21世紀の狐狸

果たしてこの話が、人怖のジャンルに分類されるのかわかりませんが

登場するのは全員人間です。 多分。

以下、2002年の大晦日の体験談

 大晦日から元日にかけて、二年詣でをしようじゃないかと言う話が決まった。

二年詣で(にねんもうで)とは、大晦日の午前0時前に神社に行って旧年中のお礼をし、

そのまま神社で時間を過ごして、今度は0時過ぎに初詣をすることだ。

足掛け二年、神社に詣でるから二年詣でと言う。

自分とヤマウチとタケカワの3人は中学以来の付き合いで、クリスマス前に

居酒屋で飲んでいた時に決めた約束だった。

 タケカワは12月に入ってから引っ越しをしていた。

今まで住んでいたN市からとなりのS市の一軒家に引っ越したのだ。

山あいの家なので、新居の前の道路がまぁまぁの坂道なのだが、

静かな環境と もより駅まで7分というのが家族全員一致で気に入ったのだと言っていた。

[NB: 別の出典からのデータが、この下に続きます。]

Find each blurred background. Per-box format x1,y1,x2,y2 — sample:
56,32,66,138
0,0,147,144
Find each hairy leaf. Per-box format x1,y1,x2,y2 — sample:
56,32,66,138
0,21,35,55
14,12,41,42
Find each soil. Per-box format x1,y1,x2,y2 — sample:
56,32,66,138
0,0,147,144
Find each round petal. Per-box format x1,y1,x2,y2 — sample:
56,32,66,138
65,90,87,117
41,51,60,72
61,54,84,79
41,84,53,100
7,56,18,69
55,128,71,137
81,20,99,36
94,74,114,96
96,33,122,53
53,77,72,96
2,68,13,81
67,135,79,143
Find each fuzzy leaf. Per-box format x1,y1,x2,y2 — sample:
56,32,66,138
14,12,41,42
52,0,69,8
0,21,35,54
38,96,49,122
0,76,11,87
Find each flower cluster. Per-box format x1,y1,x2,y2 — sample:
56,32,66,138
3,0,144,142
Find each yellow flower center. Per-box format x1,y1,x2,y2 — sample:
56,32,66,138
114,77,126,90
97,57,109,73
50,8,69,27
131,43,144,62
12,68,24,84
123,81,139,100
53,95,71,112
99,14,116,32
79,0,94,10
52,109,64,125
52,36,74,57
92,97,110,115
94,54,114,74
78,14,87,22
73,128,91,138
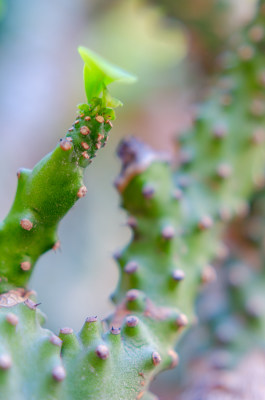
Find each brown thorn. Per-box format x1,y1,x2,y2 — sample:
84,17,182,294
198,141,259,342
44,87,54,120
161,225,176,240
0,354,12,370
95,115,104,124
6,313,19,326
81,142,90,150
176,314,189,328
52,240,61,251
168,350,179,368
80,125,90,136
52,365,66,382
126,315,139,328
201,265,217,284
60,327,74,335
124,261,139,275
82,151,90,160
152,351,161,366
198,215,213,231
49,335,63,347
95,344,109,360
172,269,185,282
60,139,73,151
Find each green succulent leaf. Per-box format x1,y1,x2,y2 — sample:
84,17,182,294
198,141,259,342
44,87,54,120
78,46,137,108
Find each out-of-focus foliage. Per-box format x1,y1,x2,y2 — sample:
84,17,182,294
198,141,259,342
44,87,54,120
78,46,136,107
84,0,186,99
147,0,256,68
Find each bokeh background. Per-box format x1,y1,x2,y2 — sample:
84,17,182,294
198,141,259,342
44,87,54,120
0,0,254,396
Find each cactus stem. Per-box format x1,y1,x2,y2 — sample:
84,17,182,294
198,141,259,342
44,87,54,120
49,335,62,347
24,299,39,311
172,269,185,282
77,185,87,199
126,315,139,328
95,344,109,360
52,240,61,251
20,218,33,231
81,142,89,150
198,215,213,231
95,115,104,124
201,265,216,284
124,261,139,275
110,326,121,335
161,225,176,240
142,184,155,199
20,261,31,271
0,354,12,370
52,365,66,382
152,351,161,366
60,139,73,151
80,125,91,136
176,314,189,328
6,313,19,326
168,350,179,368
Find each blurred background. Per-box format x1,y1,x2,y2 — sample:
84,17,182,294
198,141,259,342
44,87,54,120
0,0,255,396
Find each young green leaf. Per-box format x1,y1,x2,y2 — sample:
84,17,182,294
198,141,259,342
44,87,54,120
78,46,136,107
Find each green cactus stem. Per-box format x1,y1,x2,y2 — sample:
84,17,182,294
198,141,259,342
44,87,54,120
0,3,264,400
0,293,66,400
0,47,134,293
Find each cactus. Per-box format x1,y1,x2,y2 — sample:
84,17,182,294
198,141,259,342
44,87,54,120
175,189,265,400
0,47,134,293
0,2,264,400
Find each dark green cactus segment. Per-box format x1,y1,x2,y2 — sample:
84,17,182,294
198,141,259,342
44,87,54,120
0,99,114,292
113,138,219,320
60,310,178,400
177,3,265,219
0,299,66,400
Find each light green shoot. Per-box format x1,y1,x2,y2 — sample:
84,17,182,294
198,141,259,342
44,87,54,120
78,46,137,108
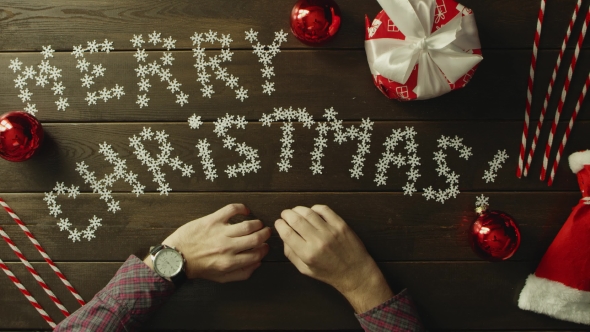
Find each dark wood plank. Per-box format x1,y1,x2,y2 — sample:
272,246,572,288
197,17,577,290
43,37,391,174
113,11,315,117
0,192,580,261
0,121,590,192
0,0,589,51
0,262,586,331
0,50,590,122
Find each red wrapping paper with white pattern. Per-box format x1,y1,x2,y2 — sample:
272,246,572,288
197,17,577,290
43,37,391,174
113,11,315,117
365,0,483,101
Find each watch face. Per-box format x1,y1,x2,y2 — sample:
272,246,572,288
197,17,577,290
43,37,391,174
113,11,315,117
154,248,183,278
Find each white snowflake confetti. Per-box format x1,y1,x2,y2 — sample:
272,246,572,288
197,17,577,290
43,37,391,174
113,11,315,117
188,114,203,129
135,94,150,108
423,135,473,204
55,97,70,111
41,45,55,60
236,86,248,102
18,89,33,103
8,58,23,73
475,194,490,209
262,81,275,96
24,103,38,115
483,150,508,183
131,35,145,48
148,31,162,45
176,92,189,107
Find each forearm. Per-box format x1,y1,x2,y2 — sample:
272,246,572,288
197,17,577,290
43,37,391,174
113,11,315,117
54,256,174,331
340,261,393,314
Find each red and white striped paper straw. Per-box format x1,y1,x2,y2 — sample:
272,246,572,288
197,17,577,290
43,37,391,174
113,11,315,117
0,255,56,328
516,0,545,178
0,197,86,305
524,0,582,177
0,227,70,317
541,8,590,181
549,75,590,186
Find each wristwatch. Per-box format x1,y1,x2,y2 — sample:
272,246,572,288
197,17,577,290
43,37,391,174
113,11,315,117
150,244,187,287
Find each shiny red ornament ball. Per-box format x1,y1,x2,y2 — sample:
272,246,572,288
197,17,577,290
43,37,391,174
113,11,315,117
0,112,43,161
291,0,342,46
469,211,520,261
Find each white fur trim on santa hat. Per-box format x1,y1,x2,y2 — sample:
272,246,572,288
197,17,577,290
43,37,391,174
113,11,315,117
518,274,590,325
569,150,590,174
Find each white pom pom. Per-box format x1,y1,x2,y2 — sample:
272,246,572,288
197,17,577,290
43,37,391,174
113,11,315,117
569,150,590,174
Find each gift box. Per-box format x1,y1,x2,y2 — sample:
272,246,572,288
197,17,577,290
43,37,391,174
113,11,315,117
365,0,483,101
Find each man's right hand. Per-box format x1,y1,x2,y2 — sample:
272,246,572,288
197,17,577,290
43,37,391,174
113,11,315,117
275,205,393,313
151,204,271,283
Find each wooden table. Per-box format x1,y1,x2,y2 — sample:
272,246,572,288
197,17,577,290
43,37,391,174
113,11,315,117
0,0,590,331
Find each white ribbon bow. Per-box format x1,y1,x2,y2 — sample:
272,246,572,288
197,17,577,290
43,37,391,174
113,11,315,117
365,0,483,99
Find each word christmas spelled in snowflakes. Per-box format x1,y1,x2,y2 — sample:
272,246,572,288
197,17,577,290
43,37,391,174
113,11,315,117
4,29,508,242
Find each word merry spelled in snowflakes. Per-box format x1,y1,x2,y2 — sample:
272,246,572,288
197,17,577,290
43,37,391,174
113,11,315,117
45,107,508,242
8,29,288,115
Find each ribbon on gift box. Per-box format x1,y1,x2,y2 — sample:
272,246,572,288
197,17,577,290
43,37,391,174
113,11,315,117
365,0,483,99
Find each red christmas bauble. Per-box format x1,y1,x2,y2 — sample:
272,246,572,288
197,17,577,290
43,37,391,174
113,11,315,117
0,112,43,161
469,211,520,261
291,0,342,46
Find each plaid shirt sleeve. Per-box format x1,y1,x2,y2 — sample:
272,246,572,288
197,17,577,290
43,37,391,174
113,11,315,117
54,255,174,331
355,289,426,332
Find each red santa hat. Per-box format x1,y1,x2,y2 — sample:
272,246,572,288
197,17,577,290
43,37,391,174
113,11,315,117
518,150,590,325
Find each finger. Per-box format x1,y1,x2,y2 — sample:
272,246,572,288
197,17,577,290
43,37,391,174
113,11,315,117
232,227,271,253
285,243,311,275
213,203,250,222
232,243,269,270
311,205,346,227
281,209,317,241
275,219,307,250
292,206,326,230
226,220,264,237
222,262,261,282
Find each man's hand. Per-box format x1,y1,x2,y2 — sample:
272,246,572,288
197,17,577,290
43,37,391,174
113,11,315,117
145,204,271,283
275,205,393,313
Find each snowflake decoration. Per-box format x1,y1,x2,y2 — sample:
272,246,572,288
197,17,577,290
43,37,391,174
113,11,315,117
148,31,162,45
483,150,508,183
131,35,145,48
43,182,102,242
135,94,150,108
8,58,23,73
475,194,490,210
422,135,473,204
245,29,288,95
131,31,189,108
55,97,70,111
212,114,261,181
24,103,38,115
196,138,220,182
262,81,275,96
260,107,314,173
188,114,203,129
129,127,195,196
374,127,420,195
236,86,248,102
191,30,248,102
246,29,258,43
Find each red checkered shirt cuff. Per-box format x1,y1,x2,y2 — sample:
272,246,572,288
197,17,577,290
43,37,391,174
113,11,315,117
54,255,174,331
355,289,426,332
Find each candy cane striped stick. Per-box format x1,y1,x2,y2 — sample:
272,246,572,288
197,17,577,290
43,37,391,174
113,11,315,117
524,0,582,177
0,259,56,328
516,0,545,178
0,227,70,317
549,75,590,186
541,8,590,181
0,197,86,305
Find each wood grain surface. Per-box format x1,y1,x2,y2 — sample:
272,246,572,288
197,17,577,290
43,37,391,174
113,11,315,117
0,0,590,331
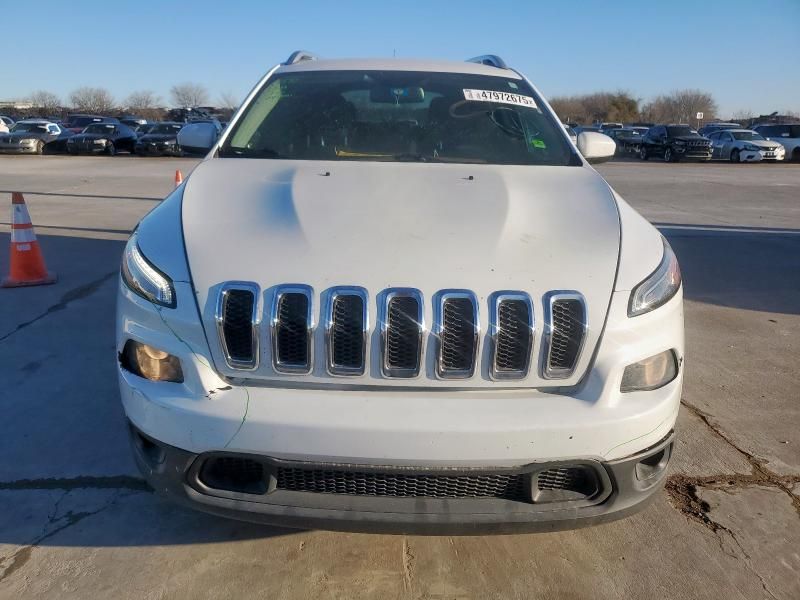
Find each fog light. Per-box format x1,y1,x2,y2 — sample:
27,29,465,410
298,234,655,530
619,350,678,392
120,340,183,383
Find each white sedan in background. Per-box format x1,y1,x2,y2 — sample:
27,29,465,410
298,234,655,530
707,129,786,162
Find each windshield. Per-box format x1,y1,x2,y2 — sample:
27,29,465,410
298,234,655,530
83,123,114,134
11,123,47,133
70,117,98,127
667,125,697,137
220,71,581,165
147,125,181,134
731,131,764,140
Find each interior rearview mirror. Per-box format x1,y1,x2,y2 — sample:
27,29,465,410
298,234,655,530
578,131,617,164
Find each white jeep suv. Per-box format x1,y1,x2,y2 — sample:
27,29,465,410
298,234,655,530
117,52,684,534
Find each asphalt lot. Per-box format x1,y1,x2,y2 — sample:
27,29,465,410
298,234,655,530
0,156,800,600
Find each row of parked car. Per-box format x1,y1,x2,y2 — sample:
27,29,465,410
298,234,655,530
0,115,223,156
573,123,800,162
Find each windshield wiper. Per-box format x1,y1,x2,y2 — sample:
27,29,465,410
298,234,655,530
392,152,433,162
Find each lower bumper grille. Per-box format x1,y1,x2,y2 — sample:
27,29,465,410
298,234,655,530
277,468,529,502
193,454,610,504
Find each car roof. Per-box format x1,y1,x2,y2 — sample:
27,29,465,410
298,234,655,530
276,58,522,79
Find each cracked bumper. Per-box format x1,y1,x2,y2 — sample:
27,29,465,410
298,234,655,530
130,425,674,535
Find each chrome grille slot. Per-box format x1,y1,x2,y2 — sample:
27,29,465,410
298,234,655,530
325,287,369,375
272,285,313,373
434,290,480,379
381,289,425,377
489,292,534,380
214,281,259,370
543,292,586,379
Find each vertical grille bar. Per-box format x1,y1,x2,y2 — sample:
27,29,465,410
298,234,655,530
542,292,587,379
325,287,369,376
489,292,534,380
214,281,260,370
434,290,480,379
380,288,425,378
271,285,314,373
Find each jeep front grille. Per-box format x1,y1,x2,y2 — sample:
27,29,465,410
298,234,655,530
325,287,369,375
489,292,534,380
543,292,586,379
271,285,313,373
381,288,425,377
215,281,259,370
434,290,480,379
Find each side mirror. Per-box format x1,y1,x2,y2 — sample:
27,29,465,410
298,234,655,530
578,131,617,164
178,123,219,154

 荷ほどきは終わっているとはいえ、疲れていると思い 自分とヤマウチは

まず2人で落ち合ってからタケカワを迎えに行くことにしていた。

ヤマウチと自分は、前日の陽のあるうちに新居を車で訪れておいて、道順と

家の外観を確認しておいた。

 「いやぁ まだ表札が間に合ってなくてさ。 宅配や郵便が配達に困るかなw」

のんきなタケカワの言うとおり 門には前の住人の表札の跡が残っていた。

これもいい目印だ。

その場で、明日31日の夜は10時過ぎくらいに迎えに行くことを約束しておいた。

 大晦日の晩、予定どおり自分とヤマウチはそろってタケカワの新居に向かった。

自分の家からは広い新街道をまっすぐにひた走るだけだ。

N鉄道のS駅前まで来たら あとは左折2回と右折1回の 順番と場所を間違いさえ

しなければいいのだった。

ところがタケカワの家にたどり着けないのだ。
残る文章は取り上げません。